4

Here is a minimal working example, I have a NumberFactory responsible for creating special Numbers, but using it is kinda counter-intuitive to me.

struct NumberFactory {
    max_id: usize,
}

#[derive(Copy, Clone, Debug)]
struct Number {
    id: usize,
    scalar: f32,
}

impl Number {
    fn new(id: usize, scalar: f32) -> Self {
        Self { id, scalar }
    }
}

impl NumberFactory {
    fn new() -> Self {
        Self { max_id: 0 }
    }
    
    fn from_scalar(&mut self, scalar: f32) -> Number {
        let id = self.max_id;
        self.max_id += 1;
        Number::new(id, scalar)
    }
    
    fn add(&mut self, a: Number, b: Number) -> Number {
        let id = self.max_id;
        self.max_id += 1;
        Number::new(id, a.scalar + b.scalar)
    }
}

fn main() {
    let mut nf = NumberFactory::new();
    
    let x = nf.from_scalar(1.0);
    let y = nf.from_scalar(2.0);
    let z = nf.add(x, y);
    
    println!("z: {:?}", z);
}

If instead I try to write:

fn main() {
    let mut nf = NumberFactory::new();
    
    let x = nf.from_scalar(1.0);
    let z = nf.add(x, nf.from_scalar(2.0));
    
    println!("z: {:?}", z);
}

I get the error:

39 |     let z = nf.add(x, nf.from_scalar(2.0));
   |             ----------^^^^^^^^^^^^^^^^^^^-
   |             |  |      |
   |             |  |      second mutable borrow occurs here
   |             |  first borrow later used by call
   |             first mutable borrow occurs here
   |
help: try adding a local storing this argument...

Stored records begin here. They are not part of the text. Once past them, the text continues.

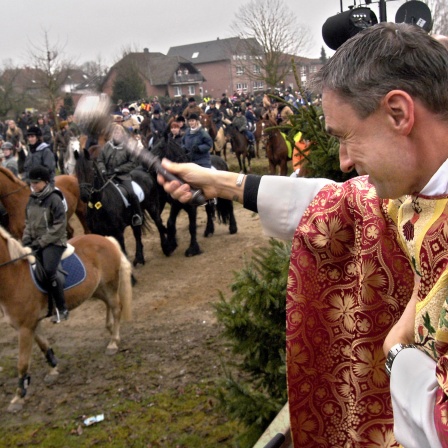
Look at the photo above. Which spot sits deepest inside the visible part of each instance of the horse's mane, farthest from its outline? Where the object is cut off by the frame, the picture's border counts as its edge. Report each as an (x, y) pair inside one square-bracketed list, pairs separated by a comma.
[(10, 175), (170, 150), (15, 249)]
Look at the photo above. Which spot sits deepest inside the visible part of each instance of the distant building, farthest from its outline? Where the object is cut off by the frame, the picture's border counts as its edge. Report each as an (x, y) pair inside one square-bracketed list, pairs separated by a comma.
[(162, 75), (225, 64)]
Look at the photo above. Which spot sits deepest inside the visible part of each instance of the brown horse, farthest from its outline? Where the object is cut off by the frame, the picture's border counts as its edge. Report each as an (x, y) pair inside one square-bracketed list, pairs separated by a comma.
[(240, 146), (14, 195), (276, 147), (108, 278)]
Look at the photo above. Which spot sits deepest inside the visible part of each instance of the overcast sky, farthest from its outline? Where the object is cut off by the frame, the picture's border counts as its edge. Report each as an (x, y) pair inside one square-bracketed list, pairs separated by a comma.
[(89, 29)]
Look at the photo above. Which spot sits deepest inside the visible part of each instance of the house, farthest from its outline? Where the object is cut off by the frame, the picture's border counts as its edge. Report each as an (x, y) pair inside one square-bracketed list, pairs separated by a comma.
[(226, 65), (162, 75)]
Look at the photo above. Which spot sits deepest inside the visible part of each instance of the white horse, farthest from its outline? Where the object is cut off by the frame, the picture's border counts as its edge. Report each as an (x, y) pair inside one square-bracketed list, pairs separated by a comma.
[(69, 156)]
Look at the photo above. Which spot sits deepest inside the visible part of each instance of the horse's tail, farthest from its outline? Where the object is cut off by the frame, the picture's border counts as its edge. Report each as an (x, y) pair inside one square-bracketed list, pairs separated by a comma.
[(224, 207), (125, 283)]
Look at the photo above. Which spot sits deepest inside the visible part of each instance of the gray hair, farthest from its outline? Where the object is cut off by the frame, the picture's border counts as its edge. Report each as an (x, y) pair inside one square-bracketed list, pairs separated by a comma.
[(387, 57)]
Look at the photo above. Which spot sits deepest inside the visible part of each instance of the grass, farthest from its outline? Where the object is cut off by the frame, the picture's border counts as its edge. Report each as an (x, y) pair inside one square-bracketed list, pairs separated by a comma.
[(186, 417)]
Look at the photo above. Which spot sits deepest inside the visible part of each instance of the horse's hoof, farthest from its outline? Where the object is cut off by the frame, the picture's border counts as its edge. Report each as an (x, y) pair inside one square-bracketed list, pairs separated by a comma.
[(111, 349), (51, 377), (16, 405), (191, 252)]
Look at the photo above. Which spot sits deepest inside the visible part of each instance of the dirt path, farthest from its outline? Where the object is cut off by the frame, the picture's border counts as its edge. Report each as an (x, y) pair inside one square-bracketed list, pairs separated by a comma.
[(171, 341)]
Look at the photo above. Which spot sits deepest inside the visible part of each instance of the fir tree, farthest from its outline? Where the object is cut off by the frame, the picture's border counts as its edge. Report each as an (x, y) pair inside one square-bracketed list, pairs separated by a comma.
[(254, 320)]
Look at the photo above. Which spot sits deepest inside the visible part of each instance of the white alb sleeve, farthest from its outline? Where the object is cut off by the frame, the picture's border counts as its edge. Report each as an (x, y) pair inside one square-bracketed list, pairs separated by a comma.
[(413, 387), (281, 202)]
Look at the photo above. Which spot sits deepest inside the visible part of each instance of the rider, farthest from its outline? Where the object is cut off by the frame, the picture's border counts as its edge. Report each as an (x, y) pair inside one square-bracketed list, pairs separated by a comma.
[(45, 232), (240, 122), (115, 160)]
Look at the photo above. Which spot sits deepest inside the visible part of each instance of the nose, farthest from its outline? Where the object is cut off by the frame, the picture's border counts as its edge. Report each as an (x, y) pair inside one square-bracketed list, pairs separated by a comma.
[(345, 163)]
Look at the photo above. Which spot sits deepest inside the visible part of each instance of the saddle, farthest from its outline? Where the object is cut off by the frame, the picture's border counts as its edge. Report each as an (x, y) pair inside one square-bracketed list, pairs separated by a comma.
[(71, 271)]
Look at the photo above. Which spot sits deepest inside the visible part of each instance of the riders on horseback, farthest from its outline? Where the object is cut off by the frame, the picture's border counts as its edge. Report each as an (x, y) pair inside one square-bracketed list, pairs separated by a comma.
[(197, 142), (45, 232), (115, 160), (39, 153), (240, 122)]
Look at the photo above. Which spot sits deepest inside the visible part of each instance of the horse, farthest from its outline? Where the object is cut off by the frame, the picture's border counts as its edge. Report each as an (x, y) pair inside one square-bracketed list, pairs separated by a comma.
[(276, 147), (240, 146), (108, 278), (258, 134), (175, 153), (219, 141), (107, 213), (14, 195), (74, 146)]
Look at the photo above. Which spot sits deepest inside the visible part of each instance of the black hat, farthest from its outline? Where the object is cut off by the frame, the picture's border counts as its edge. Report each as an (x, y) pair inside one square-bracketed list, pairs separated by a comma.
[(39, 173), (34, 130)]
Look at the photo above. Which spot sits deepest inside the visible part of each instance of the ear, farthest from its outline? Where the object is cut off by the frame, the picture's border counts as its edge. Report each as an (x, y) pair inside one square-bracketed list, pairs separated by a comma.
[(399, 106)]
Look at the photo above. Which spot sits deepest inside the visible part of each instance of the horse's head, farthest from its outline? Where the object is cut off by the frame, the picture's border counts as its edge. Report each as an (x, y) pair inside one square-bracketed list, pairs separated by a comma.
[(85, 173)]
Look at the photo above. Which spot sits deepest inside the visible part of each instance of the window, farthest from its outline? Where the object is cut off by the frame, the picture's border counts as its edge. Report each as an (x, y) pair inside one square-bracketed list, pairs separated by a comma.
[(241, 87)]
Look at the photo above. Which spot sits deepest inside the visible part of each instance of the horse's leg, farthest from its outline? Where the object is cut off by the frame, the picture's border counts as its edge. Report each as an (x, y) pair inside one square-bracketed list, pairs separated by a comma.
[(210, 210), (81, 214), (113, 317), (46, 349), (139, 255), (194, 248), (176, 207), (25, 347), (155, 207)]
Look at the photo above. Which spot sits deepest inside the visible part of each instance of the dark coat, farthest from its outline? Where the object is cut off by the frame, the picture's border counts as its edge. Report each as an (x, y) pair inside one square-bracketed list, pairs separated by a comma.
[(116, 160), (198, 145), (39, 155)]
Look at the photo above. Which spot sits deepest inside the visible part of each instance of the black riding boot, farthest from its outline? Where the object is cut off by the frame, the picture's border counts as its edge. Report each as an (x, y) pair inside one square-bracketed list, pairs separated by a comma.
[(137, 219), (56, 292)]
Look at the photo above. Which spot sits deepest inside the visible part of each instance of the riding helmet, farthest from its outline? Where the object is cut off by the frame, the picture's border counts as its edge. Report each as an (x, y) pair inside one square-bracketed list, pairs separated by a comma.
[(39, 173), (34, 130)]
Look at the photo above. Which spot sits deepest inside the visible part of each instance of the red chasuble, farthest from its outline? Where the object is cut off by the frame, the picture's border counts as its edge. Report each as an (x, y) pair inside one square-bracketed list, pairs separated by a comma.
[(348, 284), (423, 230)]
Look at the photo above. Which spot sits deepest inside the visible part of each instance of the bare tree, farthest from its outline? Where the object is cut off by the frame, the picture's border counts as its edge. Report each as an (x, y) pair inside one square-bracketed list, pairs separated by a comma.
[(51, 72), (270, 34), (12, 99), (439, 12)]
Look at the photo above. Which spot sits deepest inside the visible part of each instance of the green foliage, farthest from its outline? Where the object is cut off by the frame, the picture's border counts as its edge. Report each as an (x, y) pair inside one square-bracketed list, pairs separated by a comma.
[(128, 84), (322, 160), (186, 417), (254, 321)]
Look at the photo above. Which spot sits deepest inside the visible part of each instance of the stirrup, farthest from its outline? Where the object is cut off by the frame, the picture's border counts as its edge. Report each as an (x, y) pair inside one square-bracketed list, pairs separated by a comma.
[(60, 316), (137, 220)]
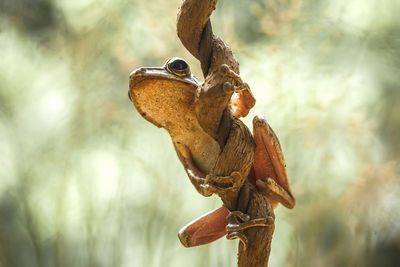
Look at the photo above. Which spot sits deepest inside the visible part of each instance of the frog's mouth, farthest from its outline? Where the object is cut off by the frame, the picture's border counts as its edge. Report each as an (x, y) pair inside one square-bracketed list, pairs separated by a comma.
[(161, 97)]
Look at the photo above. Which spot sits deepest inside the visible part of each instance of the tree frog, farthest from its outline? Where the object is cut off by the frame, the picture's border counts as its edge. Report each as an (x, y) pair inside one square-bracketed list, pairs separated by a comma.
[(170, 97)]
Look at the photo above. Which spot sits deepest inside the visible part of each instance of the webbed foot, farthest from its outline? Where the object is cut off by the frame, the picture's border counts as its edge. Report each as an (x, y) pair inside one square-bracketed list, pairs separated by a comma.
[(239, 221)]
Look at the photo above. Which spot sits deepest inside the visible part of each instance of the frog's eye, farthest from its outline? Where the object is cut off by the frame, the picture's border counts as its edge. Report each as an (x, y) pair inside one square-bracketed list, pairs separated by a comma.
[(178, 67)]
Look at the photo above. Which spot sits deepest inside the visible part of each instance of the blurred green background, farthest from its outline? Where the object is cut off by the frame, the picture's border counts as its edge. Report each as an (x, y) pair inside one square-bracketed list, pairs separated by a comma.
[(85, 181)]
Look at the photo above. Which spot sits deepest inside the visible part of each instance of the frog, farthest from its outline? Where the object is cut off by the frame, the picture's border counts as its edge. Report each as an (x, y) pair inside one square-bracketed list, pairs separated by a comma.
[(171, 97)]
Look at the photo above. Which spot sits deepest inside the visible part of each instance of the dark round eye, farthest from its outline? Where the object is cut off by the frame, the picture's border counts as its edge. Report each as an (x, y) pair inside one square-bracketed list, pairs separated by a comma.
[(178, 66)]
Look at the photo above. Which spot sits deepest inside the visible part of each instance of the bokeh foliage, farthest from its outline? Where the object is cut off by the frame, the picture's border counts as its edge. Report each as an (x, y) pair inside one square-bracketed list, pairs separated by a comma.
[(85, 181)]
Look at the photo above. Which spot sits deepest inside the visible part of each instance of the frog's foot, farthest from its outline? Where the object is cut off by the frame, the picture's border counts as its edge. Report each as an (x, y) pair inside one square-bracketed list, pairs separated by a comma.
[(218, 184), (238, 235), (239, 221)]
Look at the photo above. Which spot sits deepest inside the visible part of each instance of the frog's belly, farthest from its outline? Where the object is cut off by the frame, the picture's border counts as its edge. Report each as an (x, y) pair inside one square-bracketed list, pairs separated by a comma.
[(203, 148)]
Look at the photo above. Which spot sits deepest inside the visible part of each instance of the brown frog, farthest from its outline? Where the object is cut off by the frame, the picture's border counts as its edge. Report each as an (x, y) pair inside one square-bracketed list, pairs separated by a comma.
[(172, 98)]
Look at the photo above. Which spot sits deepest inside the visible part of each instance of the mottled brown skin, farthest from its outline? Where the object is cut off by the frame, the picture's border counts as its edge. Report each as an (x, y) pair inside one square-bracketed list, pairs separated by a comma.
[(169, 101)]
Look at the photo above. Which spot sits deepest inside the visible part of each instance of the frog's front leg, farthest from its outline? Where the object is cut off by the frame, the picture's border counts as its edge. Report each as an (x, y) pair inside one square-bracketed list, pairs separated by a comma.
[(214, 96)]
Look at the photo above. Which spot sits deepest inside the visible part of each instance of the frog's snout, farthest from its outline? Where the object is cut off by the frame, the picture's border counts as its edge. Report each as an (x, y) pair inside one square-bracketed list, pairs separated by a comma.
[(137, 72)]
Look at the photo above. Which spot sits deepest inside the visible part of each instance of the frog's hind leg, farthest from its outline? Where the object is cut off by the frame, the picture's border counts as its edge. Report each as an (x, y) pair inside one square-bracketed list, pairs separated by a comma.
[(205, 229), (239, 221), (269, 165)]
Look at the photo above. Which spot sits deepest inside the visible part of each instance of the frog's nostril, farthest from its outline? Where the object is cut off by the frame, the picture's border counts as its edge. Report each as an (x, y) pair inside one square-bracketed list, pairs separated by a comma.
[(137, 72), (179, 64)]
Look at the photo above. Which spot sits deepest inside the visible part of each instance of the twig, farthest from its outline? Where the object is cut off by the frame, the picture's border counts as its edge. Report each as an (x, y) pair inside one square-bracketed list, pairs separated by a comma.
[(195, 32)]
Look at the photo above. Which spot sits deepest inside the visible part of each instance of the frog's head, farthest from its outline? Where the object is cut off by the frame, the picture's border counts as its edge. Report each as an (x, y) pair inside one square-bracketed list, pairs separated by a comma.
[(164, 95)]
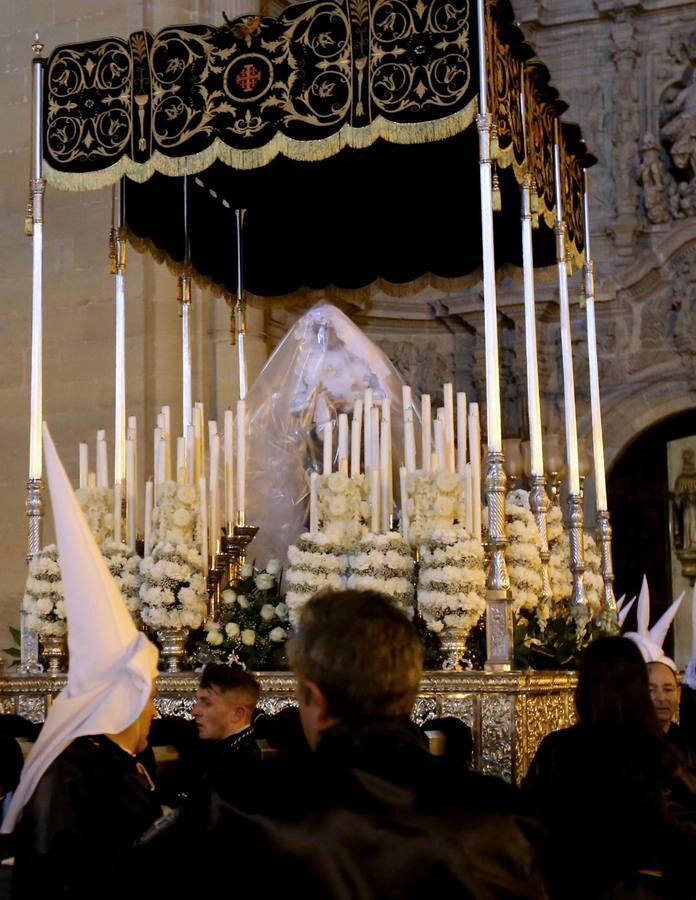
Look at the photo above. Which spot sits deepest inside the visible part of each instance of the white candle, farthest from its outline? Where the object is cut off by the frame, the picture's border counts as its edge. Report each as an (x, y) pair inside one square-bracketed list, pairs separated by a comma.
[(384, 475), (439, 443), (449, 426), (409, 434), (475, 457), (314, 503), (102, 460), (461, 432), (180, 455), (426, 431), (368, 430), (157, 457), (214, 512), (202, 490), (343, 443), (403, 483), (374, 499), (469, 505), (327, 438), (190, 454), (117, 512), (84, 465), (386, 416), (241, 461), (229, 470), (147, 534), (131, 517)]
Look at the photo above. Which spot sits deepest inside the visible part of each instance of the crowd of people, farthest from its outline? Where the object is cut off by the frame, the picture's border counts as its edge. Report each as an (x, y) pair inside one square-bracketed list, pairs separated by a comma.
[(340, 796)]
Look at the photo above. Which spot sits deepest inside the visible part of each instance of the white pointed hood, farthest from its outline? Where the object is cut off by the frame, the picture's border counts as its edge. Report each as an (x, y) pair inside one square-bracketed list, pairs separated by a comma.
[(112, 664), (689, 678), (650, 640)]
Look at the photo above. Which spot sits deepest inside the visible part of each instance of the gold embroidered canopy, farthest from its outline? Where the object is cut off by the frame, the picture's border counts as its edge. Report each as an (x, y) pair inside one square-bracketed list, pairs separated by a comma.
[(347, 116)]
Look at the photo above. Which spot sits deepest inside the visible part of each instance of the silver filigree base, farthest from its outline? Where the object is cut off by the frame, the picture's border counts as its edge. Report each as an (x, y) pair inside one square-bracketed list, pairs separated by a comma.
[(578, 598)]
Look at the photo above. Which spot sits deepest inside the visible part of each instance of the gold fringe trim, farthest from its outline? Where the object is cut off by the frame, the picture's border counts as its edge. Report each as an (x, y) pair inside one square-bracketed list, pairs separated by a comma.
[(302, 151)]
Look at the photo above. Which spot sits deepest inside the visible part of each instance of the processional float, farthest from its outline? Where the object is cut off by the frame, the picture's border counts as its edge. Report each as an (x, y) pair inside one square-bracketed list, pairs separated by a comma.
[(342, 141)]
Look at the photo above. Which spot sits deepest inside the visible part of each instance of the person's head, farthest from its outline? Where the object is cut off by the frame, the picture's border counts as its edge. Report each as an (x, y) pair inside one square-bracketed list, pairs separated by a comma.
[(225, 701), (664, 693), (613, 685), (356, 656)]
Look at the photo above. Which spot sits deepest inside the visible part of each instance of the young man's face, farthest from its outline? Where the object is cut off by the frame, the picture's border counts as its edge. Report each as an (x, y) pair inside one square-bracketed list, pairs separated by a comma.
[(218, 714), (664, 693)]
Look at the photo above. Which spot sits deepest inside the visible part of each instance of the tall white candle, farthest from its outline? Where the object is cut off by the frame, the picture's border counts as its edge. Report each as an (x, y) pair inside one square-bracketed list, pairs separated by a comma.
[(374, 499), (314, 502), (180, 455), (241, 461), (229, 469), (389, 501), (403, 484), (84, 465), (147, 533), (131, 517), (355, 429), (461, 432), (384, 475), (469, 506), (117, 512), (327, 439), (343, 443), (157, 457), (214, 512), (439, 443), (475, 456), (409, 433), (368, 430), (426, 431), (203, 491), (449, 426), (356, 438), (102, 460), (190, 454)]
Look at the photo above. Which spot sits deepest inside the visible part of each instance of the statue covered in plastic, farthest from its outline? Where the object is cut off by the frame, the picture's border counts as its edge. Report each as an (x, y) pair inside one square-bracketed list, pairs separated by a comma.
[(321, 367)]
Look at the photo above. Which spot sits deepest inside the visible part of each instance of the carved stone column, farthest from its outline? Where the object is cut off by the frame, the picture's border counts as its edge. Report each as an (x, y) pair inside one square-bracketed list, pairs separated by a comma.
[(625, 53)]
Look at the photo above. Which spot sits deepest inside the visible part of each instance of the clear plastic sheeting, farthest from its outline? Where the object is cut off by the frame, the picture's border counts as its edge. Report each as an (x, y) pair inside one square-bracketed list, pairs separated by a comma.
[(320, 368)]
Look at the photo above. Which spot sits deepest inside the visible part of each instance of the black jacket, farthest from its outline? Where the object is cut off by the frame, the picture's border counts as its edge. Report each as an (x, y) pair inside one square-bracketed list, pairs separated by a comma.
[(75, 831), (371, 814), (615, 803)]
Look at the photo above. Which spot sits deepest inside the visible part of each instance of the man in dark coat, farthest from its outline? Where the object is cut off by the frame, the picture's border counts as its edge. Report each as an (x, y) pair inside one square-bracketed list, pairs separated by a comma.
[(370, 813)]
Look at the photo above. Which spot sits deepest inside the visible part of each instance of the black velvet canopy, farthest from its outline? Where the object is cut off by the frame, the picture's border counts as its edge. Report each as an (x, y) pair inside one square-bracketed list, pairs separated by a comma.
[(345, 129)]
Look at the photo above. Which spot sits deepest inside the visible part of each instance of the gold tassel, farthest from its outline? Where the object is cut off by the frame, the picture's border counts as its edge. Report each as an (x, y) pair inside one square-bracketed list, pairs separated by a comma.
[(495, 146), (29, 217), (497, 199)]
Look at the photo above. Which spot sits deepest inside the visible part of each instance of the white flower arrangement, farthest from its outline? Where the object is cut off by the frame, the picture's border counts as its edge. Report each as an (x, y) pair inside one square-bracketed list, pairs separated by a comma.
[(124, 565), (342, 507), (436, 502), (175, 517), (98, 506), (315, 563), (384, 563), (522, 552), (43, 595), (174, 592), (253, 623), (451, 581)]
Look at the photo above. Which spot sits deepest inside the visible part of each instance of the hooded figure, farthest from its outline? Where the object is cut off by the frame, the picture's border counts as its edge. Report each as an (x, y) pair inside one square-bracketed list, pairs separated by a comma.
[(83, 797), (650, 640)]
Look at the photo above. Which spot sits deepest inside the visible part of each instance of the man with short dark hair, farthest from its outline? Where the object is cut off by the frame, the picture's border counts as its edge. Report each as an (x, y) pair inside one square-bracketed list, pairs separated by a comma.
[(223, 712)]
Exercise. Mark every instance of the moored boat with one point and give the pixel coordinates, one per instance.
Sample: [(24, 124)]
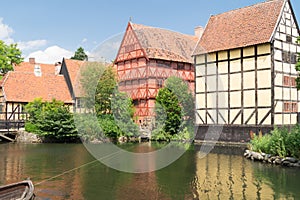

I think I understand the error, in Rust's logic, but I find it weird. Wouldn't nf.from_scalar(2.0) have returned before nf.add is called, hence not borrowing nf twice at the same time?

Is it due to Rust's method calling conventions? In C, both arguments would have been put on the stack before the call to add if I remember correctly, so nf wouldn't have been borrowed twice (if the concept existed in C).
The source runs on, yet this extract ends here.